Он помахал мне рукой и подмигнул – вот видишь, уже выпускают, а я еще не весь свой опий израсходовал. Я улыбнулся ему и тоже махнул рукой. К вечеру духота стала такой тяжкой, что слюна во рту пропала, язык шевелился с трудом. Ко мне подсел разбитной парень и весело хлопнул по плечу.

– Сосед, дыши носом, не разевай так рта. Всю воду выдохнешь, слова не сможешь сказать. Тебя следователь не вызывал?

– У меня малярия, – с усилием выговорил я. – Второй день сижу здесь. Никто не вызывает.

– Вызовут. За что посадили?

– Понятия не имею.

– Значит, скажут. И не скажут – оглоушат. Подберут что пострашнее – и разом по голове, чтобы мигом сбить с копыт. Такова работа.

– И вас оглоушивали и сбивали с копыт?

– Меня зачем? – сказал он чуть ли не с гордостью. – Я сразу признался. Я ведь кто? Натуральный шпион, таких ценят.

– Шпион? До сих пор я встречал шпионов только в книгах.

– Шпион! Уже давно стараюсь. Надоело по четвертушке хлеба в часовых очередях ждать… А кругом – тайн навалом, только навостри уши, пошире разверни глаза, принюхайся к дыму из труб. Я с Урала, там в пятилетку такого понастроили! Два дела хороших провернул. На одном военном заводе важную продукцию давали, все знали – какую. А сколько давали? На одной цифирке «сколько» можно богачом стать. Знаешь, что я открыл? Не сколько, а что! Совсем новая продукция шла с завода, только прикрывали старой, тоже важной, ничего не скажу, но – никакого сравнения. И второе дело не хуже. А на третьем засыпался. Сегодня ночью в пять за мной придут. Боюсь, хана!

– Приговорили к расстрелу?

– Если бы приговорили, сидел бы в камере смертников, а не в собачнике. Шпионов не расходуют понапрасну. Мне следователь сказал: «Ты теперь у нас обменный фонд, будем отдавать за своего, что попался у них». Нет, дело похуже, чем приговор. Приговор всегда могут пересмотреть, а всадят пулю в сердце – какой пересмотр?

– Чего же вы боитесь?

– Утром поведут в аэропорт брать летчика, я с ним добытое передавал. И фамилии его не знаю, только рожами знакомы. Надо к нему подойти и задержать, пока схватят. А он отчаянный и всегда при пистоне. Не раз грозился: «Если надумаешь выдать, мне умереть завтра, тебе – конец сегодня!» Ворошиловский стрелок лучше самого маршала. Вот почему посадили в собачник – чтобы ожидал выхода уже одетым. В общем, если не вернусь, нет меня.

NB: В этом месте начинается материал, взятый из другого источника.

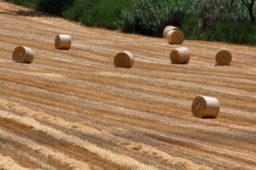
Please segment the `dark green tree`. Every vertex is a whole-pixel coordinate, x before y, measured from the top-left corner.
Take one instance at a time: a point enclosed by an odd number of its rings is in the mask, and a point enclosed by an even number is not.
[[[255,22],[255,18],[254,18],[253,15],[253,7],[254,3],[256,2],[256,0],[242,0],[242,1],[244,3],[245,5],[246,6],[249,11],[249,13],[250,14],[250,17],[251,18],[251,22],[252,23],[254,23]]]

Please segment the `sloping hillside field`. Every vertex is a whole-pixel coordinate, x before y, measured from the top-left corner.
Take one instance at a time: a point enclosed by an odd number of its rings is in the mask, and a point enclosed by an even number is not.
[[[256,48],[85,27],[0,1],[0,169],[255,170]],[[72,38],[56,49],[58,34]],[[22,46],[31,64],[15,62]],[[186,47],[187,64],[171,63]],[[229,65],[216,53],[230,52]],[[117,53],[135,57],[116,67]],[[216,119],[193,116],[199,95]]]

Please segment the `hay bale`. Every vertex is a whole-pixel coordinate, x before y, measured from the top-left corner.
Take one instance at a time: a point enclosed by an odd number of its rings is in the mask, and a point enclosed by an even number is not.
[[[165,28],[164,30],[164,32],[163,32],[163,36],[164,37],[164,38],[166,38],[167,33],[168,33],[169,31],[173,30],[180,31],[180,29],[179,29],[178,28],[172,26],[167,26],[165,27]]]
[[[184,35],[180,31],[171,31],[167,33],[166,40],[171,44],[181,44],[184,41]]]
[[[34,59],[33,50],[28,47],[18,46],[12,52],[12,60],[17,62],[31,63]]]
[[[173,64],[186,64],[190,59],[189,51],[186,47],[173,49],[171,51],[170,58]]]
[[[118,53],[114,59],[114,64],[118,67],[129,68],[132,66],[134,63],[134,57],[128,51]]]
[[[215,118],[219,114],[220,104],[216,98],[199,96],[193,101],[191,110],[197,117]]]
[[[215,55],[215,60],[218,65],[229,65],[232,60],[232,56],[227,50],[221,50],[217,52]]]
[[[71,37],[69,35],[57,35],[55,37],[55,42],[56,49],[69,50],[71,46]]]

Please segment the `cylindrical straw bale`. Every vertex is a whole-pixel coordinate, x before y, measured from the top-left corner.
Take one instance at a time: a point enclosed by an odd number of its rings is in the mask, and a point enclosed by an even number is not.
[[[128,51],[119,53],[115,56],[114,64],[116,67],[129,68],[132,66],[134,63],[134,57]]]
[[[186,48],[179,47],[172,50],[170,58],[173,64],[186,64],[190,59],[190,54]]]
[[[171,31],[167,33],[166,40],[171,44],[181,44],[184,41],[184,35],[180,31]]]
[[[165,28],[164,30],[164,32],[163,32],[163,36],[164,37],[164,38],[166,38],[167,33],[168,33],[169,31],[173,30],[180,31],[180,29],[179,29],[179,28],[177,27],[172,26],[167,26],[165,27]]]
[[[12,60],[17,62],[31,63],[34,59],[33,50],[28,47],[18,46],[12,53]]]
[[[229,65],[231,60],[231,53],[227,50],[220,50],[215,55],[215,60],[218,65],[222,66]]]
[[[215,118],[219,114],[220,104],[214,97],[199,96],[195,97],[192,105],[193,115],[202,118]]]
[[[71,37],[69,35],[59,34],[55,37],[55,48],[69,50],[71,46]]]

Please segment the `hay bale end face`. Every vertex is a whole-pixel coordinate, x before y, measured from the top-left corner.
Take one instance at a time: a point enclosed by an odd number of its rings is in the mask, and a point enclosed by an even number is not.
[[[164,30],[164,32],[163,32],[163,37],[164,37],[164,38],[166,38],[167,33],[173,30],[180,31],[180,29],[179,29],[178,28],[172,26],[167,26],[165,27]]]
[[[232,60],[232,55],[227,50],[220,50],[215,55],[215,60],[218,65],[221,66],[229,65]]]
[[[119,53],[115,56],[114,64],[117,67],[129,68],[134,63],[134,57],[128,51]]]
[[[184,35],[180,31],[171,31],[167,33],[166,40],[171,44],[181,44],[184,41]]]
[[[215,118],[219,114],[220,104],[216,98],[199,96],[193,101],[191,110],[195,117]]]
[[[186,47],[173,49],[171,51],[170,58],[173,64],[186,64],[190,60],[189,51]]]
[[[71,37],[69,35],[57,35],[55,37],[55,44],[56,49],[69,50],[71,46]]]
[[[34,59],[33,50],[29,48],[18,46],[12,53],[12,60],[16,62],[23,63],[31,63]]]

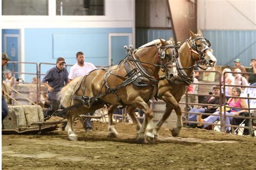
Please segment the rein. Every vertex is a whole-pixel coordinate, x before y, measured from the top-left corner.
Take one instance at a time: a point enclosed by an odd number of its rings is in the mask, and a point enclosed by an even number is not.
[[[196,42],[197,41],[200,40],[201,42],[204,44],[206,47],[202,49],[201,51],[198,51],[197,50],[197,45]],[[179,51],[179,55],[178,58],[176,58],[176,64],[177,64],[177,69],[178,71],[178,74],[179,76],[179,77],[181,79],[181,80],[179,80],[177,79],[177,80],[174,80],[174,83],[185,83],[186,85],[190,85],[193,83],[194,81],[194,73],[192,73],[192,75],[191,77],[188,77],[186,73],[186,72],[184,71],[184,69],[189,69],[192,68],[194,68],[195,66],[198,66],[200,68],[203,69],[203,70],[206,70],[207,69],[207,65],[206,65],[206,68],[204,68],[200,66],[199,65],[200,63],[203,63],[203,64],[206,64],[207,63],[207,61],[205,60],[205,53],[208,50],[210,50],[210,48],[208,47],[208,45],[211,46],[211,43],[208,40],[204,38],[203,37],[196,37],[196,38],[191,40],[192,41],[192,44],[191,46],[189,44],[189,41],[190,39],[187,39],[186,40],[187,45],[188,46],[189,49],[190,49],[190,56],[192,57],[192,53],[194,53],[198,55],[199,58],[199,61],[197,62],[197,63],[196,65],[193,65],[190,67],[185,67],[183,68],[182,67],[181,65],[181,62],[180,61],[180,59],[179,58],[180,56],[180,53]],[[208,44],[206,44],[208,43]]]

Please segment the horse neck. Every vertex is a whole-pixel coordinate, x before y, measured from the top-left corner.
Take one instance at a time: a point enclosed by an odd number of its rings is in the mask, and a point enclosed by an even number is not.
[[[186,41],[180,47],[179,52],[180,62],[183,68],[189,67],[196,64],[196,61],[192,59],[192,56],[190,55],[190,48]],[[194,71],[194,68],[185,69],[184,71],[187,76],[190,77]]]
[[[140,51],[136,53],[136,55],[139,61],[155,64],[156,63],[157,58],[158,57],[157,53],[158,54],[157,49],[156,46],[153,46],[142,49]],[[157,62],[157,64],[159,63]],[[160,69],[159,67],[144,63],[141,63],[141,65],[150,75],[156,76],[158,74],[158,73]]]

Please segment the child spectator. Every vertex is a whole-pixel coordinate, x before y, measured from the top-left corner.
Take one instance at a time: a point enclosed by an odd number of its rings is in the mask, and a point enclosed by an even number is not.
[[[241,70],[239,68],[236,68],[234,70],[235,72],[241,73]],[[234,73],[235,76],[234,84],[235,85],[242,85],[242,86],[249,86],[249,84],[247,82],[246,79],[245,77],[242,76],[241,74]],[[245,88],[241,88],[242,90],[245,89]]]

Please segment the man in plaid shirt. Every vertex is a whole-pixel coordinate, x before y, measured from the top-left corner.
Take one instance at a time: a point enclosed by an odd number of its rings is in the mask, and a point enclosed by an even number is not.
[[[59,109],[59,102],[57,101],[57,94],[60,91],[68,81],[69,73],[64,67],[65,60],[59,57],[56,61],[56,66],[49,70],[43,83],[48,88],[48,94],[51,107],[44,113],[44,117],[51,116]]]

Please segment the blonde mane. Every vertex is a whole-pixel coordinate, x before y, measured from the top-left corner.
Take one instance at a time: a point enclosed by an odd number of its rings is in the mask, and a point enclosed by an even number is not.
[[[78,81],[83,77],[83,76],[78,77],[72,80],[58,93],[58,100],[63,107],[68,108],[70,106],[74,88]]]

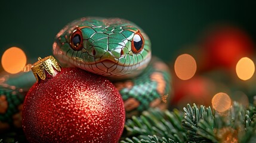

– Будем надеяться, что вернетесь.

Он повалился одетым на нары и тут же захрапел. Я метался на одеяле, не засыпая. Ночь тянулась в бреду и поту. На рассвете в камере появились трое и тихо подергали соседа. Он вскочил и молча пошел за ними. Больше я его не видел. Не знаю, правду ли он говорил об аресте летчика, или то было болезненное воображение. Для хорошего шпиона он все же казался не вполне нормальным.

5

Вызвали меня на допрос на третий или четвертый день пребывания в собачнике. Вели из помещения в помещение, с этажа на этаж, один коридор сменялся другим, пока конвоир не открыл дверь в нужную комнату. В комнате было окно и три двери – одна, в которую я вошел из коридора, и две другие в боковых стенах. В окне виднелась Никольская башня Кремля. Спиной к окну за большим столом сидел высокий крепкий мужчина в военной форме. В петлицах гимнастерки светились два ромба. Мои военные знания были скудны, но что двумя ромбами отмечаются генералы, я уже знал. Меня долго потом удивляло, зачем на такое служебное ничтожество, каким был я, напустили следователя в генеральском чине. А сам важный двухромбовик выглядел вполне интеллигентно, только резко скошенный подбородок не сочетался с широким лицом и небольшими проницательными глазами.

Следователь жестом показал мне на стул, отпустил конвоира, положил на пустой стол лист бумаги и неторопливо начал:

– Моя фамилия Сюганов. Ответьте честно – почему вас арестовали?